= Arthur E. Wright =

Canadian politician

Arthur Edgar Wright (November 8, 1907 – May 19, 1977) was a politician in Manitoba, Canada. He was a member of the Legislative Assembly of Manitoba from 1958 to 1966, originally for the Cooperative Commonwealth Federation and later for its successor party, the New Democratic Party.

The son of Arthur L. Wright and Mary Ruffles, Wright was born and educated in Winnipeg, and worked as a supervisor for the mechanical departure of the Canadian National Railway. In 1931, he married Pearl Rosina Clegg. Wright was chairman of the Public Works department in the city of West Kildonan from 1946 to 1954, and served as its mayor from 1954 to 1958.

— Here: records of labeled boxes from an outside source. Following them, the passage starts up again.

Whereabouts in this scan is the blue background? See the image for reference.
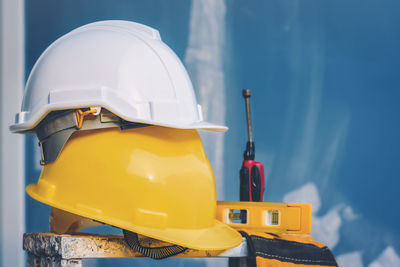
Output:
[25,0,400,266]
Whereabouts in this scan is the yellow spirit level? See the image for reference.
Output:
[217,201,311,234]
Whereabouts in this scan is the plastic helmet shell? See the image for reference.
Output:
[26,126,242,250]
[10,21,227,132]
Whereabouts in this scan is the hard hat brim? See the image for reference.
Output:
[26,184,243,250]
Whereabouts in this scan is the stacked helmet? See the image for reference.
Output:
[10,21,242,258]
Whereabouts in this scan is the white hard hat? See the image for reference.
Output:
[10,21,227,132]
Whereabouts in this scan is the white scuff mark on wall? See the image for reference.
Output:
[342,206,359,221]
[368,246,400,267]
[283,182,358,249]
[312,208,342,249]
[336,251,364,267]
[283,183,321,214]
[184,0,226,199]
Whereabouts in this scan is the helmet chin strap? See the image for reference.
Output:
[35,108,148,165]
[122,230,187,260]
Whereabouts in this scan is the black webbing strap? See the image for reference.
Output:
[240,231,338,266]
[122,230,187,260]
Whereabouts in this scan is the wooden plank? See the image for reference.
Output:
[23,233,247,260]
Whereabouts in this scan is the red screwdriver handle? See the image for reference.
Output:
[240,160,265,202]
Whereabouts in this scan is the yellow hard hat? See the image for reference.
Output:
[26,126,242,250]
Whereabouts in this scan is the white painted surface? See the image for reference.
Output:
[185,0,227,199]
[0,0,25,267]
[336,251,364,267]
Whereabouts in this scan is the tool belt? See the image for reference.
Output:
[239,230,338,267]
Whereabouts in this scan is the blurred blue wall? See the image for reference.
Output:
[26,0,400,266]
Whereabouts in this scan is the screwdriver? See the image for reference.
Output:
[240,89,265,202]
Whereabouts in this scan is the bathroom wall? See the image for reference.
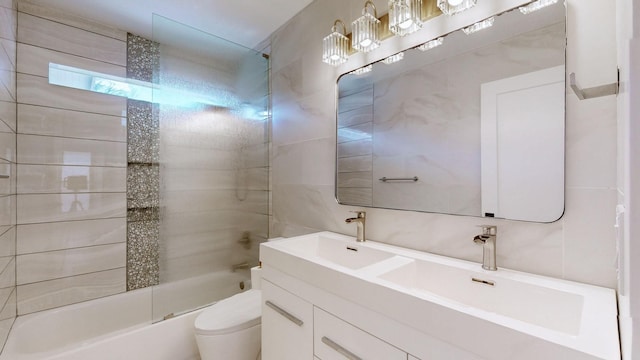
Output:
[270,0,617,288]
[0,0,18,348]
[17,2,127,314]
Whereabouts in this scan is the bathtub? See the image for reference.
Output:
[0,272,250,360]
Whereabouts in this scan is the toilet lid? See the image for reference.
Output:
[195,290,262,335]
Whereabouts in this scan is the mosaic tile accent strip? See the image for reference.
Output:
[127,34,160,81]
[127,163,160,209]
[127,34,160,290]
[127,100,160,163]
[127,220,160,290]
[127,207,160,222]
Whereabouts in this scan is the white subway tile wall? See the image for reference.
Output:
[0,0,18,349]
[15,3,127,314]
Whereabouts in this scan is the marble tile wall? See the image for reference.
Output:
[0,0,18,350]
[373,23,565,215]
[15,2,127,314]
[336,86,374,206]
[270,0,617,288]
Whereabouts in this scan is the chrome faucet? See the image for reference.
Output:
[473,225,498,271]
[344,211,367,242]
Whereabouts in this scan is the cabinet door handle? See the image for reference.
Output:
[322,336,362,360]
[264,300,304,326]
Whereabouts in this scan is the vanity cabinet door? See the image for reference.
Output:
[262,279,313,360]
[313,307,407,360]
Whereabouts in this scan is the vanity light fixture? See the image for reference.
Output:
[382,51,404,65]
[438,0,477,16]
[462,16,495,35]
[518,0,558,15]
[322,20,349,66]
[389,0,422,36]
[416,37,444,51]
[349,64,373,75]
[351,0,380,53]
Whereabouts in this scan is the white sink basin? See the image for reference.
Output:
[264,233,395,270]
[260,232,620,359]
[379,260,584,335]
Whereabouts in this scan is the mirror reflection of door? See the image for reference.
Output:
[480,66,565,222]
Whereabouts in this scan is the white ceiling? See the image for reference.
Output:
[27,0,312,48]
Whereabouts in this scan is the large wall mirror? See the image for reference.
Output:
[336,2,566,222]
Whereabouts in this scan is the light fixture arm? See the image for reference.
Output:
[331,19,347,35]
[362,0,378,19]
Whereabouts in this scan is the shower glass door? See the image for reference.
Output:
[147,15,269,321]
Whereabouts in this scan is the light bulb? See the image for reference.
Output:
[398,19,413,29]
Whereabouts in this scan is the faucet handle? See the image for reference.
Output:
[477,225,498,236]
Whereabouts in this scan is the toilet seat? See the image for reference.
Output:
[194,290,262,336]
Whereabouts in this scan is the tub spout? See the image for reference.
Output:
[231,261,249,272]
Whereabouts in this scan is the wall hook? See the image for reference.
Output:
[569,73,618,100]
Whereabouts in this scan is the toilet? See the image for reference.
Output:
[194,289,262,360]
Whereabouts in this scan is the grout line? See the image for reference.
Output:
[15,240,127,257]
[16,266,126,287]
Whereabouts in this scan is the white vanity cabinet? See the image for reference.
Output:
[262,267,419,360]
[262,279,313,360]
[313,307,407,360]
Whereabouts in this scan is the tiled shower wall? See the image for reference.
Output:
[0,0,18,349]
[17,2,127,314]
[270,0,617,288]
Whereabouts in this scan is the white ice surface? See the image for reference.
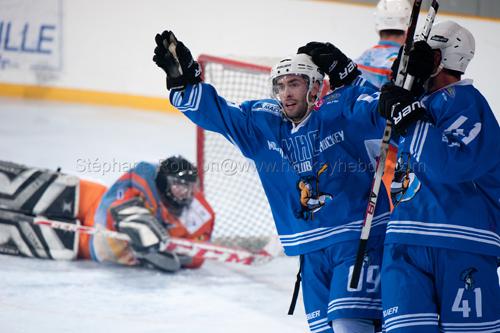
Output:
[0,99,308,333]
[0,255,307,333]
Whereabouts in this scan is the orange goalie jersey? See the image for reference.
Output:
[78,162,215,268]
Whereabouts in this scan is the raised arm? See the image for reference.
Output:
[153,30,258,157]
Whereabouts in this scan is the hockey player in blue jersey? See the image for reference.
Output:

He was first elected to the Manitoba legislature in the 1958 provincial election, winning an easy victory in the north-end Winnipeg riding of Seven Oaks. He was returned by an equally significant margin the 1959 election, and fended off a more serious challenge from Progressive Conservative candidate Jack Chapman in the election of 1962. He did not run again in 1966.

Wright died in Winnipeg at the age of 69 of cancer.

There are currently Arthur E. Wright schools in California and Winnipeg. The Winnipeg school was named after Wright but the California school, in Las Virgenes Unified School District, was named after its founder, Arthur Edward Wright.